The volume of the box is 900 cubic inches. Find the dimension with a ratio of 1:3:5.

1x * 3x * 5x = 900

15 x^3 = 900
x^3 = 60

x = 3.915
3x = 11.745
5x = 19.574

let the dimensions be x , 3x, and 5x

x(3x)(5x) = 900
15x^3 = 900
x^3 = 60
x = ∛60

dimensions are ∛60 , 3∛60, and 5∛60
or appr. 3.91 , 11.74, and 19.57

check: 3.91*11.74*19.57 = 898.33 close for the approximation I used
however, ∛60*3∛60*5∛60 = exactly 900

wow!!!

thnk you so much damon and reiny for helping

now i knw how to use ratios. tnx a lot:)

To find the dimensions of the box with a ratio of 1:3:5, we can use a system of equations.
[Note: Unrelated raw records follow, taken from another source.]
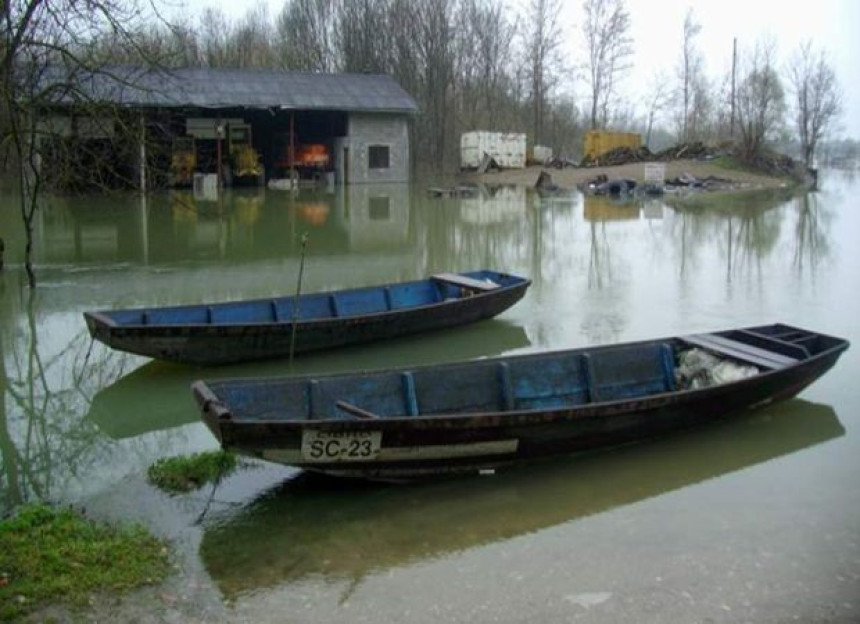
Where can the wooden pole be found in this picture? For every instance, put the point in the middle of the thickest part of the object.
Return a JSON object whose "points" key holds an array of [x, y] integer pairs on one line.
{"points": [[219, 131], [734, 71], [293, 181], [142, 155]]}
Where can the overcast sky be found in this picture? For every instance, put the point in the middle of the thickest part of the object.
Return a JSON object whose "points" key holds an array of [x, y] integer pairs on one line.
{"points": [[657, 29]]}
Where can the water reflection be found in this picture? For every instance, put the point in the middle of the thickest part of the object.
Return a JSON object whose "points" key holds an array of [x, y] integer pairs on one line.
{"points": [[746, 228], [599, 208], [602, 272], [812, 235], [310, 527], [43, 442], [156, 396]]}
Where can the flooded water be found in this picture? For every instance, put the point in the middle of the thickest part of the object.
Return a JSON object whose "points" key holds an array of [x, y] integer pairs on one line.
{"points": [[756, 519]]}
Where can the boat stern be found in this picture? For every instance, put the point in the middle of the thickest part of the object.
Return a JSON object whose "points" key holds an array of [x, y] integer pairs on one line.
{"points": [[212, 410]]}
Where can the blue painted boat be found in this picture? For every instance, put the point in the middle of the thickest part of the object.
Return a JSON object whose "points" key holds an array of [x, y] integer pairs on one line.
{"points": [[222, 333], [413, 422]]}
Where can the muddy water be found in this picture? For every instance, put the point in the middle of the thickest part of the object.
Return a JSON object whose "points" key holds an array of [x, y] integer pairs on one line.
{"points": [[752, 520]]}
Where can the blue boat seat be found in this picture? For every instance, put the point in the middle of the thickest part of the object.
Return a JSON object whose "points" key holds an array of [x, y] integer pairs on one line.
{"points": [[630, 371], [359, 302], [556, 382]]}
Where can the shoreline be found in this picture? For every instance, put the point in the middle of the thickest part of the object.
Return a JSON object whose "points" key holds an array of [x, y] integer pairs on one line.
{"points": [[570, 178]]}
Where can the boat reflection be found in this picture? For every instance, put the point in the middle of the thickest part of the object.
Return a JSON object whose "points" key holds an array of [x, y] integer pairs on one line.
{"points": [[311, 527], [156, 396]]}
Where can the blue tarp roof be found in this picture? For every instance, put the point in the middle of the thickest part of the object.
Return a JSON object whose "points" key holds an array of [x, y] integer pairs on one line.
{"points": [[235, 88]]}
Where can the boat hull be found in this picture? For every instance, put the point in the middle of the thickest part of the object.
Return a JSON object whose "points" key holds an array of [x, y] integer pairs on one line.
{"points": [[415, 447], [213, 344]]}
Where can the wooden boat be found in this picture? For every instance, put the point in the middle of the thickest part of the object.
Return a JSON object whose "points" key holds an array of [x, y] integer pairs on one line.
{"points": [[484, 414], [251, 330], [298, 526]]}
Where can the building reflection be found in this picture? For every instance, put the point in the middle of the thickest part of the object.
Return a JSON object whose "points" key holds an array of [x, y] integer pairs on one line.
{"points": [[601, 208], [377, 216]]}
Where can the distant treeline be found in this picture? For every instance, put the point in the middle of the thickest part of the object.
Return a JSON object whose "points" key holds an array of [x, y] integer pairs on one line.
{"points": [[466, 62], [470, 65]]}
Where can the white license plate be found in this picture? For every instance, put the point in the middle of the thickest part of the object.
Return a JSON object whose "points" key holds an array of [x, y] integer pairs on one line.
{"points": [[329, 446]]}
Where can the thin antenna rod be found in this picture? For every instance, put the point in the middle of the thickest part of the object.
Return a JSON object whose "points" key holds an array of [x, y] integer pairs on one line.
{"points": [[296, 300]]}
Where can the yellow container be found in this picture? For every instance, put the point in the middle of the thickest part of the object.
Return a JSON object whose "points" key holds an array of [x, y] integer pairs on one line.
{"points": [[598, 142]]}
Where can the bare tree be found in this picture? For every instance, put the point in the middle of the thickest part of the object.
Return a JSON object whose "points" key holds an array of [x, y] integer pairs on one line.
{"points": [[657, 98], [760, 100], [361, 35], [484, 48], [817, 97], [305, 35], [542, 43], [690, 70], [609, 47], [46, 59]]}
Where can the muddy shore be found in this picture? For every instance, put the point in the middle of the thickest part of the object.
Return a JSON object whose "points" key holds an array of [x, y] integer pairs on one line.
{"points": [[571, 177]]}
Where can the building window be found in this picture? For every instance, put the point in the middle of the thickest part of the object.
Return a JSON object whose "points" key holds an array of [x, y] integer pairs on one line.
{"points": [[377, 156], [379, 209]]}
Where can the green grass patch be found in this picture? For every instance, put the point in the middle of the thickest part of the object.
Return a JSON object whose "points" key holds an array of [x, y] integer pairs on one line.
{"points": [[52, 554], [190, 472]]}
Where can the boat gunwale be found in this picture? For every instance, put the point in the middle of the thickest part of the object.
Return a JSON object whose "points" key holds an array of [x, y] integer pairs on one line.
{"points": [[573, 411], [101, 316]]}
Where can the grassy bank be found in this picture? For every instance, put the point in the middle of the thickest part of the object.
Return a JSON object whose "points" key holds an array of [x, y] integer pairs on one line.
{"points": [[186, 473], [50, 555]]}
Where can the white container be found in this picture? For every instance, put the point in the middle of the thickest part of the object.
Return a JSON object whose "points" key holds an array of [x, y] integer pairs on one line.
{"points": [[205, 187], [508, 149], [542, 154]]}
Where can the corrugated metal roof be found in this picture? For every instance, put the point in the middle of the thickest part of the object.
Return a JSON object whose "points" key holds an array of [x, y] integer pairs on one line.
{"points": [[247, 88]]}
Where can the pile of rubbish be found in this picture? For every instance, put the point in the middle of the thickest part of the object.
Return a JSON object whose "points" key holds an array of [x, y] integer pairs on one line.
{"points": [[698, 368], [618, 156], [695, 150], [780, 165], [623, 155]]}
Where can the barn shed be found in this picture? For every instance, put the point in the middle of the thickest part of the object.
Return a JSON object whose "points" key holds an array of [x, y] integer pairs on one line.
{"points": [[244, 126]]}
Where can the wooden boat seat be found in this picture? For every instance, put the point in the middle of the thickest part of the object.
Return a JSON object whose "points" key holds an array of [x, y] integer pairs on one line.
{"points": [[463, 281], [741, 351]]}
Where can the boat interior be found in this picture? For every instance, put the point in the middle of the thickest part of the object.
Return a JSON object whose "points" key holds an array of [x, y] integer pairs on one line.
{"points": [[530, 382], [319, 306]]}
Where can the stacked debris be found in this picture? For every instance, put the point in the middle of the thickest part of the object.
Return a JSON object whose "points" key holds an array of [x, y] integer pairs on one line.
{"points": [[687, 181], [693, 151], [624, 155], [780, 165], [618, 156]]}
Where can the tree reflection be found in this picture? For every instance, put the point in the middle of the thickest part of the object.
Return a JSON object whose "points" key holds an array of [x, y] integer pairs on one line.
{"points": [[43, 439], [745, 228], [811, 233]]}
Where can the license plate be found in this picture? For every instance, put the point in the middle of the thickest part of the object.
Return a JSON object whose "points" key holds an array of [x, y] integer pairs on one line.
{"points": [[333, 446]]}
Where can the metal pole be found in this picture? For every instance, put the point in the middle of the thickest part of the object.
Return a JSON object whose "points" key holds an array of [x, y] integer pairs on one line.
{"points": [[296, 301], [219, 131], [734, 70], [293, 180], [142, 155]]}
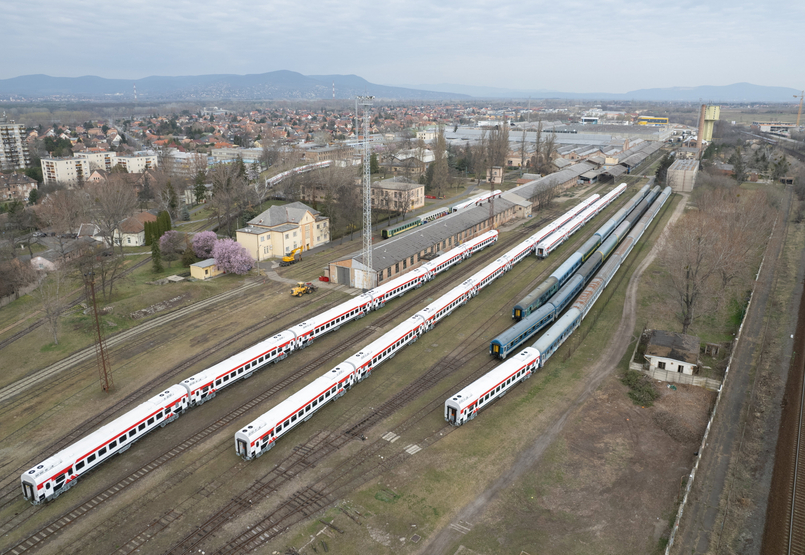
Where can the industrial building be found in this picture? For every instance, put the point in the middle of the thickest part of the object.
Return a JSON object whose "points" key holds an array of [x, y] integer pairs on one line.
{"points": [[682, 175], [404, 252]]}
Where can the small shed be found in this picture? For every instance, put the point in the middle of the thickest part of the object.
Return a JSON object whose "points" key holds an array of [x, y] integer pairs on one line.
{"points": [[673, 352], [205, 269]]}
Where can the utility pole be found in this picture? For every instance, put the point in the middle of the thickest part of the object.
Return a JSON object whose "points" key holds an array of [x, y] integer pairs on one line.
{"points": [[366, 102], [101, 356]]}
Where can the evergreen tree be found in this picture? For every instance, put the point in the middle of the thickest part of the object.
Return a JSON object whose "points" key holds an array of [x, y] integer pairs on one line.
{"points": [[156, 255]]}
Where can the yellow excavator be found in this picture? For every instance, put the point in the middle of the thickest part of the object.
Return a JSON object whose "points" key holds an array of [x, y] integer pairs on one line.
{"points": [[302, 288], [290, 258]]}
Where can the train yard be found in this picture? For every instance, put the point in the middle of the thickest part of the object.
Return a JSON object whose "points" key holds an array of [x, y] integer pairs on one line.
{"points": [[186, 479]]}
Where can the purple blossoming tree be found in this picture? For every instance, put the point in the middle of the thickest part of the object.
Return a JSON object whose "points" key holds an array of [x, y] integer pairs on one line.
{"points": [[231, 257]]}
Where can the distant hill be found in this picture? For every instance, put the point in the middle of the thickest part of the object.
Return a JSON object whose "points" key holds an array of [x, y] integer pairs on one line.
{"points": [[275, 85], [738, 92], [278, 85]]}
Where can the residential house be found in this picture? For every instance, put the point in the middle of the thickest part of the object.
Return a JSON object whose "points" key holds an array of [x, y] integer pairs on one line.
{"points": [[673, 352], [16, 186], [281, 229]]}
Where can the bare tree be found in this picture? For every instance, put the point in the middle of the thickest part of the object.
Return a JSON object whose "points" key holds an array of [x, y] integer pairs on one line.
{"points": [[50, 293], [546, 195], [441, 173], [114, 201], [63, 211], [690, 255], [231, 194]]}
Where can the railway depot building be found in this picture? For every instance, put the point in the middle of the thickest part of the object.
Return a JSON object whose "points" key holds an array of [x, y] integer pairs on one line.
{"points": [[402, 253], [281, 229]]}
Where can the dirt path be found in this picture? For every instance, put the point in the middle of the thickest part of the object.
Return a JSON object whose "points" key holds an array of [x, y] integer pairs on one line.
{"points": [[703, 519], [603, 367]]}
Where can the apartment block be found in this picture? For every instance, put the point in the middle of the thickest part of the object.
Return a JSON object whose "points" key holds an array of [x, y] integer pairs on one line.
{"points": [[13, 147]]}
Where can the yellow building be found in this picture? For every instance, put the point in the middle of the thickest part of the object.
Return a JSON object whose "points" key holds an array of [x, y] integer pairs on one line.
{"points": [[205, 269], [281, 229]]}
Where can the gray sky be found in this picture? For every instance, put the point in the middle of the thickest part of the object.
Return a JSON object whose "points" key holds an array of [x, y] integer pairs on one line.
{"points": [[564, 45]]}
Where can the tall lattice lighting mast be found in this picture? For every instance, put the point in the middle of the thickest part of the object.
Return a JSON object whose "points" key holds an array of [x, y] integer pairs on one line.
{"points": [[366, 102]]}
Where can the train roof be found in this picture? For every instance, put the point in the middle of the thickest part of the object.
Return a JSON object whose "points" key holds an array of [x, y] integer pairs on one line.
{"points": [[89, 443], [489, 380]]}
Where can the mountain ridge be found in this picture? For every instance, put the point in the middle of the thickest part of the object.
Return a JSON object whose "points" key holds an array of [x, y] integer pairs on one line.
{"points": [[291, 85]]}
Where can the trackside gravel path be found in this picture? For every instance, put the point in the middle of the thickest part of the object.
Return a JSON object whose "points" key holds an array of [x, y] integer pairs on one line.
{"points": [[606, 364]]}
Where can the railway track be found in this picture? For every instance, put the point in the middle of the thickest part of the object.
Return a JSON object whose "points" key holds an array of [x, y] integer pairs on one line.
{"points": [[86, 354], [414, 299], [9, 492], [359, 467], [57, 525], [22, 333]]}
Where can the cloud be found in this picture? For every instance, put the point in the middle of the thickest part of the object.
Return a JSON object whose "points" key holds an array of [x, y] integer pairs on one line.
{"points": [[577, 45]]}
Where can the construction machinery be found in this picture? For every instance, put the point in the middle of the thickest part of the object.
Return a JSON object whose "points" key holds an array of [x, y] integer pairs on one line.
{"points": [[302, 288], [290, 258]]}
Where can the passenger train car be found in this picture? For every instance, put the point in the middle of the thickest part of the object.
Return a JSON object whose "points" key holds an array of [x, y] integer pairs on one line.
{"points": [[464, 405], [511, 339], [53, 476], [260, 435], [551, 285], [59, 472], [556, 239], [427, 217]]}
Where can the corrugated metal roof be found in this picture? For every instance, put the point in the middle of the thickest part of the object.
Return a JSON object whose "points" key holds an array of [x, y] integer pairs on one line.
{"points": [[394, 250]]}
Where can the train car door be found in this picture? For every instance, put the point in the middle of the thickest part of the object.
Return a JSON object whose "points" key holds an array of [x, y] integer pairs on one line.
{"points": [[28, 491]]}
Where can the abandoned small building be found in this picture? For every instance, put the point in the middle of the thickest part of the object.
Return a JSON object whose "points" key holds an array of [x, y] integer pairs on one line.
{"points": [[673, 352]]}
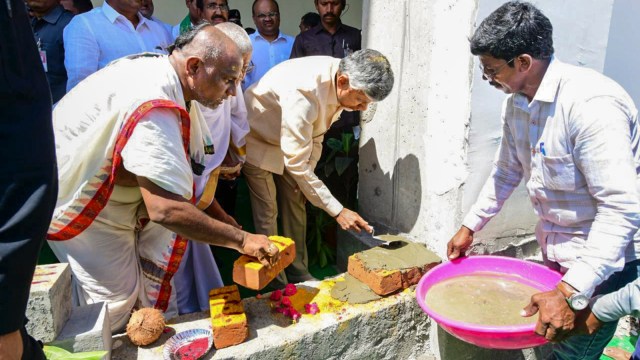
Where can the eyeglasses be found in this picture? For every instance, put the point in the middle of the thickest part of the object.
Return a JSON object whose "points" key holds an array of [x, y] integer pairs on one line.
{"points": [[272, 15], [250, 67], [214, 6], [491, 74]]}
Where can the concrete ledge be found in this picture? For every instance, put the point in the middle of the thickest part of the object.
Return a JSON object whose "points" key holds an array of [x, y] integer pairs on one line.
{"points": [[391, 328], [49, 303], [87, 330]]}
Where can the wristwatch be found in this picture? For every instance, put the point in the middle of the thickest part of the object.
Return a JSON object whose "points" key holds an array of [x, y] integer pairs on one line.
{"points": [[577, 301]]}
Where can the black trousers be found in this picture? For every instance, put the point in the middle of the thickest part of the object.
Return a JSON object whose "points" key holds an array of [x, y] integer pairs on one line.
{"points": [[28, 179]]}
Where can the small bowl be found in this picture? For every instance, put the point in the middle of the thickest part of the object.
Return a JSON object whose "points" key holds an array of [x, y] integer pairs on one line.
{"points": [[487, 336], [174, 348]]}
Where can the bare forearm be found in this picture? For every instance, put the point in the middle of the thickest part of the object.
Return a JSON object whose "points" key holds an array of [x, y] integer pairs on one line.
{"points": [[180, 216], [186, 220]]}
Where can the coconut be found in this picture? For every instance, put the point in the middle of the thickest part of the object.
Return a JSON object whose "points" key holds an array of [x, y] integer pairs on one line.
{"points": [[145, 326]]}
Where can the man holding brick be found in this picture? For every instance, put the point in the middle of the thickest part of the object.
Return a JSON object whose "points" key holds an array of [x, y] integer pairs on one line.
{"points": [[288, 117], [154, 149], [28, 178]]}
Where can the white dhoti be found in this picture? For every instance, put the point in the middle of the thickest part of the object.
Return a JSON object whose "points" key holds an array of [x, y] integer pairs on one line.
{"points": [[111, 259]]}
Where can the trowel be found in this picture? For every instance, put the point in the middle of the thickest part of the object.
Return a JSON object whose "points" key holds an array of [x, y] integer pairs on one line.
{"points": [[386, 243]]}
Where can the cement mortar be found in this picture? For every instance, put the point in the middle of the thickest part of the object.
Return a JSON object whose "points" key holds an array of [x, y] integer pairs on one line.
{"points": [[353, 291], [407, 255]]}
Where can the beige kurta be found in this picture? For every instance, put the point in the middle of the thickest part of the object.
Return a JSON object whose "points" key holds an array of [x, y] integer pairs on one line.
{"points": [[289, 110]]}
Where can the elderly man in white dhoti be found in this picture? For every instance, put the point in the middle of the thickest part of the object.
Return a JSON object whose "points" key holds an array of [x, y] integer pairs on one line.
{"points": [[228, 126], [127, 154]]}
Let's assume the three dimensions of the box are x, 3x, and 5x.

The formula for the volume of a box is V = length × width × height. In this case, the volume is given as 900 cubic inches. So, we have the equation:

900 = x × 3x × 5x

Simplifying the equation, we get:

900 = 15x^3

Next, divide both sides of the equation by 15 to isolate x^3:

60 = x^3

To find the value of x, we can take the cube root of both sides:

∛(60) = x

Using a calculator, we find that the cube root of 60 is approximately 3.916.

Therefore, the value of x is approximately 3.916.

To find the dimensions, we can multiply x by the ratio 1:3:5:

Length = 1 × x ≈ 1 × 3.916 ≈ 3.916 inches
Width = 3 × x ≈ 3 × 3.916 ≈ 11.748 inches
Height = 5 × x ≈ 5 × 3.916 ≈ 19.58 inches

So, the dimensions of the box with a ratio of 1:3:5 and a volume of 900 cubic inches are approximately 3.916 inches, 11.748 inches, and 19.58 inches.